February 7, 2026: Claystone Heights—Hooks and Plots
Claystone Heights is a place where adventurers meet and prepare, but that doesn't mean it can't also be a place where adventures take place.
- Adventurers make enemies, both of other adventurers and of others whose plans they foil. Those enemies may very well seek revenge, and if the adventurers live in Claystone Heights their enemies may very well bring the fight there. Even if the PCs aren't the targets, they could end up getting caught in the middle, either because the adventurers involved are friends of theirs, because they're asked to help, or just because they end up being in the wrong place at the wrong time.
- Example: Mysteriously, several adventurers in Claystone Heights have turned up petrified, turned into stone statues with identical symbols carved into their backs. If the PCs investigate, they may eventually be able to find the culprit: a sinister fey called Ydor dwelling in a sea cave south of Lüm that these adventurers had been sent to to try to defeat him. As a further twist, Ydor is—or at least was, prior to this revenge spree—innocent of any major wrongdoing; a greedy trainer named Salin Grost sent the adventurers there under false pretenses in the hopes they'd bring back some treasure she thought was concealed there.
- Adventurers often have a reputation for being foolhardy or impetuous; put a lot of adventurers in the same neighborhood and there are all sorts of ways things can go wrong. Adventurers can summon creatures for combat training that can escape and cause trouble; rivalries between adventurers can get out of hand; adventurers may resort to reckless methods of practice or skill development that may endanger passersby or their surroundings.
- Example: An adventurer temporarily came across a magical staff that could temporarily bring inanimate objects to life, and he's been using it to animate training dummies to give himself a better way to practice. Unfortunately, he didn't understand exactly how to use the staff or what its powers were, and his misuse of the staff has caused other various objects in the vicinity to come to life as well and run amok. The PCs are tasked with stopping all the rampaging objects, finding out what's causing them, and putting a stop to it.
- There is a reason Claystone Heights is called Claystone Heights. Like the rest of the Old City, it's located on a relatively dry patch slightly elevated above the surrounding swamp, and it's built around and over ancient structures and ruins from Lüm's early days. Not only is Claystone in an area of particularly high ground, but it's also built on several layers of older ruins—ruins that can still be accessed from the surface through certain openings. Naturally, with all the adventurers who live in Claystone Heights, many of these ancient now-subterranean passages and chambers have been explored and looted... but with thousands of years of construction, there may yet remain areas that still hide undiscovered secrets.
- Example: When the owners of a local bar, the Skyborne Carriage, try to expand its wine cellar, they accidentally break into a hitherto unknown underground passage... and release some magical constructs that have been trapped there for millennia. The PCs may be in the bar when this happens and witness the emergence of the constructs themselves, or they may be asked to help investigate later.

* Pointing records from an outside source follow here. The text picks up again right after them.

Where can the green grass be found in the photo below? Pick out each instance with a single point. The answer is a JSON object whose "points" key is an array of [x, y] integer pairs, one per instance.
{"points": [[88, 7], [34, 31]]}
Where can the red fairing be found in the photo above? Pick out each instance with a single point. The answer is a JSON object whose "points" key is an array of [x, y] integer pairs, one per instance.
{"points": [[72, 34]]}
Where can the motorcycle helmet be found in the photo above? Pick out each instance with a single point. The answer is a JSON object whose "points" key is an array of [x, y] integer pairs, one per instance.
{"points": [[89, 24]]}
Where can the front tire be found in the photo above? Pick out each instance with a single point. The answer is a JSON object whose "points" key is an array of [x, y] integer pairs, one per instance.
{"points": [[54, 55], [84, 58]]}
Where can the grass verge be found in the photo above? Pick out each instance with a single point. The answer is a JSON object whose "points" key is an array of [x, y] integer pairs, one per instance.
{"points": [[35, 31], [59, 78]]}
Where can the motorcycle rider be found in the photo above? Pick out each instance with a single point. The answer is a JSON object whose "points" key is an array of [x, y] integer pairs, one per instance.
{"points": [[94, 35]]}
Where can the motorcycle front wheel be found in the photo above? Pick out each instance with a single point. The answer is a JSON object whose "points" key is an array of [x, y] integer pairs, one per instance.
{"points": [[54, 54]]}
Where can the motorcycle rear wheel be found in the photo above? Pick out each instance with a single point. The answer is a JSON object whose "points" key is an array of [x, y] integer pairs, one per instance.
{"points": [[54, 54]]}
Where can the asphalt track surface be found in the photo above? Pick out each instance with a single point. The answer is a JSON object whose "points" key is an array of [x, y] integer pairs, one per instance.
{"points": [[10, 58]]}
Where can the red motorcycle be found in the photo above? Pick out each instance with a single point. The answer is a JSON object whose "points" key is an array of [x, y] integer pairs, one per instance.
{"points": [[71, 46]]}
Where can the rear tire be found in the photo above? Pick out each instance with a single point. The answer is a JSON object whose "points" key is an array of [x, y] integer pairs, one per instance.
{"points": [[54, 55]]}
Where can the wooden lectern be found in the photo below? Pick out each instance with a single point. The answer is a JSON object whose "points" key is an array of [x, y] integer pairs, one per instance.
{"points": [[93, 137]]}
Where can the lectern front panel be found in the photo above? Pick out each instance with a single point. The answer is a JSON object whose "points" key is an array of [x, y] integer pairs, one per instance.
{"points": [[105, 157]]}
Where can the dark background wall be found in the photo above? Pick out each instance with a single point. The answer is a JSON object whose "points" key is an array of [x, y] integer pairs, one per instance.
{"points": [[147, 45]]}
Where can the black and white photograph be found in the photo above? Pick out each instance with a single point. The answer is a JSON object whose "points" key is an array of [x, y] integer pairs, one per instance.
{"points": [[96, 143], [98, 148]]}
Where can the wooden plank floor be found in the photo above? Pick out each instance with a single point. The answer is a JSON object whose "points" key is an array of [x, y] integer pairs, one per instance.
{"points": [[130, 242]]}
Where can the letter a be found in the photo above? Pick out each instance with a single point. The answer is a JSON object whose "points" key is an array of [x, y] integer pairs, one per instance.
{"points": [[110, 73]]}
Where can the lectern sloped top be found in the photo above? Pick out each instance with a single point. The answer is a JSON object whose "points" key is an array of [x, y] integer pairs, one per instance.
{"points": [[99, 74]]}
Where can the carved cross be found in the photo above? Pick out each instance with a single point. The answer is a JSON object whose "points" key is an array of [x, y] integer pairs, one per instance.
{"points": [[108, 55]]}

Either way, this complex of chambers has been sealed for thousands of years, and almost anything could be inside...
- The prevalence in adventurers in Claystone Heights provides plenty of demand for training and certain kinds of items and information, and attracts people who can and will fulfill that demand, for a price. Unfortunately, it also attracts charlatans and scoundrels who will pretend to fill that demand, and who may cause a lot of trouble through selling cursed objects, meddling with forces they can't control, or just encouraging adventurers to get in over their heads. PCs may fall victim to these scams themselves, they may know someone who does, or they may just happen to be on site to witness the fallout... or of course unscrupulous PCs might consider pulling off similar cons themselves.
- Example: A new street vendor in Claystone Heights calling himself Blue Rudimund has what they claim is a magical "heroism pill" that gives adventurers the courage and fortitude to press on through difficulties and exceed their normal capabilities. What this "heroism pill" actually is is a highly addictive drug—it may indeed temporarily increase the abilities of those who take it, but at a very high cost. Can the PCs prove how harmful the pills are, and shut down the vendor? And can they help those who have already fallen victim to his wares? (Or has one of the PCs already taken Rudimund's pills before discovering the danger?)